## Regression Task: Predicting energy of neutrinos 

This week we will use the data from the neutrino experiment, the Oscillation Project with Emulsion-tRacking Apparatus (OPERA). We want to find the relation of the energy of the shower created by a neutrino and the number of hits in the detector.

Let's first load the data and see what are inside. Run the first cell to find the path and names of the datasets.

In [None]:
# This Python 3 environment comes with many helpful analytics libraries installed
# It is defined by the kaggle/python Docker image: https://github.com/kaggle/docker-python
# For example, here's several helpful packages to load

import numpy as np # linear algebra
import pandas as pd # data processing, CSV file I/O (e.g. pd.read_csv)

# Input data files are available in the read-only "../input/" directory
# For example, running this (by clicking run or pressing Shift+Enter) will list all files under the input directory

import os
for dirname, _, filenames in os.walk('/kaggle/input'):
    for filename in filenames:
        print(os.path.join(dirname, filename))

# You can write up to 20GB to the current directory (/kaggle/working/) that gets preserved as output when you create a version using "Save & Run All" 
# You can also write temporary files to /kaggle/temp/, but they won't be saved outside of the current session

As usual there are 'training' and 'test' datasets. For the in-class exercise let's focus on the training data.

Please load the neutrino_train.npz and print out its content in the next cell.

In [None]:
neutrino_file = np.load('/kaggle/input/phys591000-2022-week03/neutrino_train.npz')

content_names = neutrino_file.files
print(content_names)

As you can see the data contain `Ntotal`, `Nmax`, `izmax` and `Energy`. The meanings are

* `Energy`: Electron neutrino energy

* `Ntotal`: Total number of hits

* `Nmax`: Max hit multiplicity in one layer of the detector

* `izmax`: Max depth of the shower

Make a few plots showing the relations of e.g. Energy v.s. Ntotal, Energy v.s. Nmax.

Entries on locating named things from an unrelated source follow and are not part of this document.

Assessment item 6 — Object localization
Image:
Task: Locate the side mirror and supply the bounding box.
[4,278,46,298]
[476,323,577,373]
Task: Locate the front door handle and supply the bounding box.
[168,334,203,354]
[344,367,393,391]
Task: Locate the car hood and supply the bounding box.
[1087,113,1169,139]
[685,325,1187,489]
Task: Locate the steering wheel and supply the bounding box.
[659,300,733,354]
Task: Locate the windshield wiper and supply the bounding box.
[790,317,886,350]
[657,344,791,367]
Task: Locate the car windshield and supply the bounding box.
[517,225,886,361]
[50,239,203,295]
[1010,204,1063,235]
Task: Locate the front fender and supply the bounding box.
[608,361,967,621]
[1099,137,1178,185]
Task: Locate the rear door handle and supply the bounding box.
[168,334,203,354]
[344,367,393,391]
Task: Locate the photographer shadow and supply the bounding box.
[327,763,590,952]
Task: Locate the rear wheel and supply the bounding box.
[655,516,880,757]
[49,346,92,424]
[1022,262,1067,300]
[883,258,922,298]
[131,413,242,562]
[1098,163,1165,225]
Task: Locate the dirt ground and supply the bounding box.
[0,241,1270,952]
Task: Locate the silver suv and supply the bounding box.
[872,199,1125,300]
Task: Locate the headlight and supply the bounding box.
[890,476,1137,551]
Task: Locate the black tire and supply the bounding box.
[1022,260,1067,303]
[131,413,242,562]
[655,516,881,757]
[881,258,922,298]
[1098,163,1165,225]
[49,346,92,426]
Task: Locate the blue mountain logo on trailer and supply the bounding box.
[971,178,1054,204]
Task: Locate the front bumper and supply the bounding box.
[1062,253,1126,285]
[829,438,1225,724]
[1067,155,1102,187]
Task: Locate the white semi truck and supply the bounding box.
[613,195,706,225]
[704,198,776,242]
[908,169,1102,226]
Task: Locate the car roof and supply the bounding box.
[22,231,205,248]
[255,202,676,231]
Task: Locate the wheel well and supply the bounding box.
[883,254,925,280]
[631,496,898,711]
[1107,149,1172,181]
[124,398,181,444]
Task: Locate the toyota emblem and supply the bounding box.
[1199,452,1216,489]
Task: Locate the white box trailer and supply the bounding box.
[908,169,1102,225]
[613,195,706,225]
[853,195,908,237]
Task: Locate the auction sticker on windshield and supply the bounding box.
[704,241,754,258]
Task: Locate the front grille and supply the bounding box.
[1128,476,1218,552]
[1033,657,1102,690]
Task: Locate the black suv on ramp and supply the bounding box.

Do the plots make sense?

In [None]:
Energy = neutrino_file['Energy']
Ntotal = neutrino_file['Ntotal']
Nmax = neutrino_file['Nmax']
izmax = neutrino_file['izmax']

print('Energy shape is:', Energy.shape)
print('Ntotal shape is:', Ntotal.shape)

import matplotlib.pyplot as plt
# Please make some plots showing the relations of the features below
fig = plt.figure(figsize=(6,5), dpi=80)
plt.scatter(Nmax, Energy)

You should see that Energy is almost linearly proportional to the total number of hits (Ntotal). So we can do a linear regression fit to predict Energy from Ntotal!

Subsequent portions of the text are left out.